En el segundo recodo del Canto XXXII del Infierno, divisa Dante, ya en el noveno círculo del abismo, una escena cuyo estupor le vence: del lago congelado de la Antenora, emergen sólo a medias dos cabezas.
Una era sombrero de la otra,
y con la voracidad con la que se devora el pan,
así clavaba sus dientes en ésta,
allí donde el cerebro se junta con la nuca.
Ninguno de ambos cuerpos nos es mostrado: son ambos piezas de cristal en el bloque helado que recibe el nombre de Antenora. La eterna morada del suplicio glacial que aguarda a «la raza maldita» de los traidores a la patria.
Para el adolescente que leía por primera vez aquello —yo andaba por los once o doce años entonces—, el pasaje era devastador. Que, al cabo, la forma más horrible del infierno no estuviera hecha del previsto fuego que no se nos asestaba en cada catequesis, era algo que rompía convenciones e inercias. Y, con ellas, las minuciosas defensas que toda convención o inercia arrastra. El frío atroz tenía algo de mucho más inhumano que ninguna de las ya demasiado consabidas calderas de Pedro Botero.

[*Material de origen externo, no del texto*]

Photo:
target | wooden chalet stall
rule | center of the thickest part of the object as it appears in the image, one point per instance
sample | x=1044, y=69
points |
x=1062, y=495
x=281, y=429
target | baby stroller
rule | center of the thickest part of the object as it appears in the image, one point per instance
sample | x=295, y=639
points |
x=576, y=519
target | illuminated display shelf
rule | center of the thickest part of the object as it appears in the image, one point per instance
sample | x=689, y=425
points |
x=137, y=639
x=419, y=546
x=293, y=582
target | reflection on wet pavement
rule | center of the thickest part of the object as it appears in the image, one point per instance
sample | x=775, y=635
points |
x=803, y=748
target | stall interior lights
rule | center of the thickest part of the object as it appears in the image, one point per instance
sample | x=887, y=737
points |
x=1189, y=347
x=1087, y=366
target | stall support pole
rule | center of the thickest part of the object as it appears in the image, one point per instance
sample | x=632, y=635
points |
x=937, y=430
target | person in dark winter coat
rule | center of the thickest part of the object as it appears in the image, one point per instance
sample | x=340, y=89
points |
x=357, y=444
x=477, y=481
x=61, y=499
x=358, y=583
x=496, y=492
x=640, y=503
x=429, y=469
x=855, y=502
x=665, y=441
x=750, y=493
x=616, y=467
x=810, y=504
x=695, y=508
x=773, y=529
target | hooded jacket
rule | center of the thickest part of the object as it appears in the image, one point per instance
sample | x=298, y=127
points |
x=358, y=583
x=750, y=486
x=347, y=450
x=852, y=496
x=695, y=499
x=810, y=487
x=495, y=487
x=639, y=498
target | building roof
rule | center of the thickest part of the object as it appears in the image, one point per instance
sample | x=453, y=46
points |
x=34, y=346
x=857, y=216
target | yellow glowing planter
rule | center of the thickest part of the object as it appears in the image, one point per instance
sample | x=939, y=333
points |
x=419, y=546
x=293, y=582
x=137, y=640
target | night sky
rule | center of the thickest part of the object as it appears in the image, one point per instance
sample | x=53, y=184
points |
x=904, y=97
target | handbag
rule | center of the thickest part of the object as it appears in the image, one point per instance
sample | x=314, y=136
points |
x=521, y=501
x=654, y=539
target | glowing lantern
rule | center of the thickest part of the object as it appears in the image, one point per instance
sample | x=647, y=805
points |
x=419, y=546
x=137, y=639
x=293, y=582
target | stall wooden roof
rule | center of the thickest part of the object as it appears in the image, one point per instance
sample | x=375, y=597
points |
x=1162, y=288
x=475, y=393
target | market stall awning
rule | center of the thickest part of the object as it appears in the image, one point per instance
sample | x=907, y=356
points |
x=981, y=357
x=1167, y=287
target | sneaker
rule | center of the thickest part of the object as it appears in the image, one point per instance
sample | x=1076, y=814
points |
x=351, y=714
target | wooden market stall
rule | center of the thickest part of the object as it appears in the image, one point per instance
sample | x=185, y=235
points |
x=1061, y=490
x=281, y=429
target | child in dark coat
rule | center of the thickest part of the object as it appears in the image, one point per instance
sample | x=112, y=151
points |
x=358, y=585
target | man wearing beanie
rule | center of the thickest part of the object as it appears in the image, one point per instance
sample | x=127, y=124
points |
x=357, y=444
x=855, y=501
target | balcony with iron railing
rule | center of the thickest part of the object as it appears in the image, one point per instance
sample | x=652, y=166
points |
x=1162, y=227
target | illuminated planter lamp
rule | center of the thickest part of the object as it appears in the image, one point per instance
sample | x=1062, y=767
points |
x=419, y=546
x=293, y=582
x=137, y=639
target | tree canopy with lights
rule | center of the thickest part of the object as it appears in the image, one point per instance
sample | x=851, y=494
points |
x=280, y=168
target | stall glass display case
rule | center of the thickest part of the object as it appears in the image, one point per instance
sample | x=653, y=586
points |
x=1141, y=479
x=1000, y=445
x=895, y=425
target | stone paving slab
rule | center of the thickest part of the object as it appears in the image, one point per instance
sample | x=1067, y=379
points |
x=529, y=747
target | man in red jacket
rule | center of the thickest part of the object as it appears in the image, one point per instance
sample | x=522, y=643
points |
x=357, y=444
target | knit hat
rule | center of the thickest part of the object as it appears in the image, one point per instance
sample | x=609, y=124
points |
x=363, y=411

Pero, en la Antenora, eran esas dos fieras cabezas, devorándose con desatención del cuerpo, las que habían de retener, por fuerza, la atención del lector primerizo. Cuando sus nombres sean invocados por el poeta, nada dirán al adolescente que deja correr sobre ellos su mirada: Ugolino della Gherardesca mastica, durante una eternidad sin límite, sesos y cráneo del arzobispo Ruggieri degli Ubaldini. El poeta, que ha vista, sin embargo, ya tantas cosas bestiales en su viaje a través de las sombras, parece estremecerse ahora, cuando formula su pregunta:
¡Oh tú, que tan brutal señal de odio
muestras hacia aquel a quien así devoras,
dime el porqué de semejante trato!
Sobre ese porqué se abre el Canto XXXIII: una historia de traiciones con desenlace horrible. Es la salvaje aventura de dos traidores a su patria, uno de los cuales, Ruggieri, ha hecho tapiar sin alimentos, en un calabozo, al otro junto con sus hijos. Dante, deja entender lo más horrendo, antes de que la muerte llegue al infortunado Ugolino: «más que el dolor, pudo el hambre». Y el Conde della Gherardesca pasará a las leyendas populares con el apelativo de «conde caníbal». Ya en los infiernos, no es imaginable diablo que pudiera emprender con más refinamiento la tortura eterna del traidor arzobispo.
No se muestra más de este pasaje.